Mitigation of Ferroptosis in Diabetic Kidney Disease Through Mesenchymal Stem Cell Intervention via the Smad2/3/METTL3/S1PR1 Axis.

Diabetic kidney disease (DKD) is a leading cause of end-stage renal disease (ESRD) and is associated with heightened cardiovascular risk and increased overall mortality. Although mesenchymal stem cells (MSCs) have demonstrated therapeutic potential in DKD, their precise mechanisms of action have not been fully elucidated. This study aimed to investigate the involvement of Smad signaling, N6-methyladenosine (m6A) modifications, and ferroptosis in MSC-mediated treatment of DKD. Cellular and animal models of DKD were used to evaluate MSC intervention effects, supported by gene knockdown and overexpression experiments. Protein expression and phosphorylation levels of Smad2/3, m6A-associated enzymes, and markers of ferroptosis were assessed. Additionally, transcriptional targets associated with ferroptosis were identified through integrated transcriptome and m6A methylation sequencing analyses, followed by subsequent validation. Elevated Smad2/3 phosphorylation and ferroptosis were observed in DKD, while MSC interventions effectively alleviated these processes, resulting in improved renal lesions.
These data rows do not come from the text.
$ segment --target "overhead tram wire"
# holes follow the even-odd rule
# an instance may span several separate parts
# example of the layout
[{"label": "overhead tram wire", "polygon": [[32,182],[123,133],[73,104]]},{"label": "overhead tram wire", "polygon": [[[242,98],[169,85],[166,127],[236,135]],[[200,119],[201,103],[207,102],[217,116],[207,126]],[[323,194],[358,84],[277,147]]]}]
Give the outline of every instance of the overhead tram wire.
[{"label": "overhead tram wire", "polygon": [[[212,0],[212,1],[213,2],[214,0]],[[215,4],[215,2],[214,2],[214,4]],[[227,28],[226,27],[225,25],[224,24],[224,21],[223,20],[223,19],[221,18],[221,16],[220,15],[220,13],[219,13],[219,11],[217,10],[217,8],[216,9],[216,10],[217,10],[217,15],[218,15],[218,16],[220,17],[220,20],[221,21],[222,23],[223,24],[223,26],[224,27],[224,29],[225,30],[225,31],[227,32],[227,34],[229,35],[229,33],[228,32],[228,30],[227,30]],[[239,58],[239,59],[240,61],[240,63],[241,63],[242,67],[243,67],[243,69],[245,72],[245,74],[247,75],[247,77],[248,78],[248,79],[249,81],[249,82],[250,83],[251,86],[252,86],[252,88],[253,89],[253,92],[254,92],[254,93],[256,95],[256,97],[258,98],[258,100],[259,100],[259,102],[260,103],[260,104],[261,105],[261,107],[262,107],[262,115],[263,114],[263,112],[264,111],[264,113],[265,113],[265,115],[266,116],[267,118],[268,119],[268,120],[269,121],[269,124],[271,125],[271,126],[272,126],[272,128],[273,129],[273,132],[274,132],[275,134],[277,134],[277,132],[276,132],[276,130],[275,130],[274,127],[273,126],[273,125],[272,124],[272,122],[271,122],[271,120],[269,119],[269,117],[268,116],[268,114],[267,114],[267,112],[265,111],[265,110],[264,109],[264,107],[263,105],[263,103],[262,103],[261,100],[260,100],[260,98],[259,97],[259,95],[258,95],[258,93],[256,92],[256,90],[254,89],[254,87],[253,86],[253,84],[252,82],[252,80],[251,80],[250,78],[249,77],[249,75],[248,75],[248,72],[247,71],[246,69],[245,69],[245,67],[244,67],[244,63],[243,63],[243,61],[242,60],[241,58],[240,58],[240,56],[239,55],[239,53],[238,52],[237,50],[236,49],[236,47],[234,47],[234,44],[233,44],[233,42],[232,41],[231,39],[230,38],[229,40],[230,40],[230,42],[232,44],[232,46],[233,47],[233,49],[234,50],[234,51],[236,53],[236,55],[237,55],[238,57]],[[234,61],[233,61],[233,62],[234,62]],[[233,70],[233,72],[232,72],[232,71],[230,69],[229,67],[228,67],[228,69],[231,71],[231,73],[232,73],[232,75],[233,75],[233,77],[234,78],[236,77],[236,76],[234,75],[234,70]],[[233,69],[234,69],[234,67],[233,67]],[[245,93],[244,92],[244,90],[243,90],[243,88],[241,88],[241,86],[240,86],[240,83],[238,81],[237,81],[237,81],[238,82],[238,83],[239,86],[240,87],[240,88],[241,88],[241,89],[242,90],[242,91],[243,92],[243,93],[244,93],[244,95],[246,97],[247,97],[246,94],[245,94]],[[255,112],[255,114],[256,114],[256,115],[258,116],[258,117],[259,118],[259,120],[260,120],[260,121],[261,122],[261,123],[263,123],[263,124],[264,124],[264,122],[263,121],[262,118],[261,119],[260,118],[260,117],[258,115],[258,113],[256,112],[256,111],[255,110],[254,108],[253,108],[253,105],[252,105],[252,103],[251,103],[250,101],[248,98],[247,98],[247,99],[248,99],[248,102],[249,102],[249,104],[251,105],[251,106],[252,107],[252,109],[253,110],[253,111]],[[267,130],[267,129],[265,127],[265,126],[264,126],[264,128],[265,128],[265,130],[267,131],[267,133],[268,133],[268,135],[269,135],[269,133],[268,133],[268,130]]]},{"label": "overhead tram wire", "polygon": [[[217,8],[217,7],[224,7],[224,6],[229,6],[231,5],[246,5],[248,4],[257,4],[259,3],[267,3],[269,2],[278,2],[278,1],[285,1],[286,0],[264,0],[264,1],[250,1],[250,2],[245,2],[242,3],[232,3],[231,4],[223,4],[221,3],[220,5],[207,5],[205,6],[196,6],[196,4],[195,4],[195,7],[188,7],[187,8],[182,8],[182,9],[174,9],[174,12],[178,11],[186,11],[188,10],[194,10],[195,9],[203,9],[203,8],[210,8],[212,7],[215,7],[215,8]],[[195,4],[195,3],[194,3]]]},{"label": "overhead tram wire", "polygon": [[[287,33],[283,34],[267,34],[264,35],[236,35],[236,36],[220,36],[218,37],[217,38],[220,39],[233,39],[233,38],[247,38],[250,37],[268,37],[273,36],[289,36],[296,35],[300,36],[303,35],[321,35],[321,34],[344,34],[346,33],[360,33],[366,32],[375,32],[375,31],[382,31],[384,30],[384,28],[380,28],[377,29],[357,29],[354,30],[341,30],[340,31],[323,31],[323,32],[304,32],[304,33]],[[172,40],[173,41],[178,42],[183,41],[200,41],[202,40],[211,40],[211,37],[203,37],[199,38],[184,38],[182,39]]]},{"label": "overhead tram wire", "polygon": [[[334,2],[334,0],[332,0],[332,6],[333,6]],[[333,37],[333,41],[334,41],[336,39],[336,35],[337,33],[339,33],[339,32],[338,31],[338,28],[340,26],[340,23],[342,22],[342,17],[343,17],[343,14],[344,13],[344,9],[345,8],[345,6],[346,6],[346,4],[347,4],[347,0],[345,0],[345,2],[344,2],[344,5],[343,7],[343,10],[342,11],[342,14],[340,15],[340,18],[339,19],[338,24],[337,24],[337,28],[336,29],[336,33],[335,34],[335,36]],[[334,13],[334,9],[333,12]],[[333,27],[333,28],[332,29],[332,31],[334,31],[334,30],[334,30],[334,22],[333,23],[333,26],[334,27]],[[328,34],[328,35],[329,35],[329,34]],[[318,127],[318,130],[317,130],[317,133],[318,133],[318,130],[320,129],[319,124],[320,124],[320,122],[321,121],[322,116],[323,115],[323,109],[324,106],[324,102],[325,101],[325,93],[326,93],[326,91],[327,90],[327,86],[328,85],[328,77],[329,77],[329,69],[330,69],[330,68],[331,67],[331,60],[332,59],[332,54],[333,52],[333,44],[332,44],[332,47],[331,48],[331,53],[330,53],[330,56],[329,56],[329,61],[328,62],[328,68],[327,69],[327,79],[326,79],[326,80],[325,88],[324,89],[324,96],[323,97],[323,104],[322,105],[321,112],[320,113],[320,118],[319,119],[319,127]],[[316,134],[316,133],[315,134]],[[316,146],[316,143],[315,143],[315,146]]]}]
Furthermore, MSC treatment reduced the heightened levels of m6A modification observed in DKD. Mechanistic investigations identified methyltransferase-like 3 (METTL3) as a key regulator of m6A modification in DKD. Suppression of METTL3 reversed the upregulated m6A modification and ferroptosis induced by Smad2 overexpression. Importantly, sphingosine-1-phosphate receptor 1 (S1PR1) was identified as a protective target gene against ferroptosis in DKD. In DKD models, Smad2 facilitated the m6A modification of the S1PR1 gene by interacting with METTL3 following its nuclear translocation, thereby influencing S1PR1 expression and promoting cellular ferroptosis. Intervention with MSCs mitigated this process, providing further insights into the regulatory mechanisms through which MSCs modulate ferroptosis in podocytes affected by DKD.